Магазин работал круглосуточно, но график работы у персонала был «скользящим» — то «в день», то «в ночь», то сутки.

— Только это и успокаивает.

Он смотрел как она, вытянув губы, затягивается сигаретой. Ему нравилось каждое ее движение. Все, что она делает и все, как она делает. Как-то он поймал себя на мысли, что это похоже на помешательство. Или на любовь…

— Как дежурство?

— Нормально, — он махнул рукой, — «черные» перестрелялись, а так ничего.

Юлька хотела еще что-то спросить, но осеклась. Он проследил за ее взглядом. Синий «Рено» лихо парковался напротив дверей магазина.

— Притащилась, сучка! Надо бежать, а то «концерт» будет.

Одетая в деловой серый костюм крашенная блондинка лет сорока изящно выбралась из-за руля.

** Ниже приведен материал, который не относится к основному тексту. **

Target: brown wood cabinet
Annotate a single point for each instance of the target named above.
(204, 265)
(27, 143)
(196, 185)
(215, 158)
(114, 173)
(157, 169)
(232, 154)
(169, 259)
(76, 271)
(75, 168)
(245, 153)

Ледогоров щелчком отбросил окурок.

— Что? Опять что-нибудь?

— Да, ерунда, — Юлька поднялась, — двух коробок конфет недосчитались. Опять меня стращает.

— Слушай! — он нахмурился. — Давай я с ней поговорю.

— Прекрати! — она непреклонно тряхнула головой. — О чем? Я разберусь сама. Все. Помчалась. Отдыхай. Там бульон куриный, котлеты. Да, сыр еще есть, помидоры…

— Найду. Приходи быстрее.

— Как только — так сразу.

Он смотрел, как она грациозно перепрыгивает через газончики, оборачивается у дверей и машет ему рукой.

Жара душила город все сильнее и сильнее. Исходящие выхлопными газами автомашины «кипели» в пробках, доводя до истерики своих изнывающих от духоты водителей. Девушки разделись почти до купальников, к полному безразличию одуревших, постоянно поглощающих пиво мужчин. Уличные собаки безжизненно валялись на тротуарах, страдальчески высунув языки. Счастливые БОМЖи собирали в день месячную норму бутылок. Все, кто мог, прятались в оснащенные кондиционерами и вентиляторами помещения, или хотя бы просто в тень.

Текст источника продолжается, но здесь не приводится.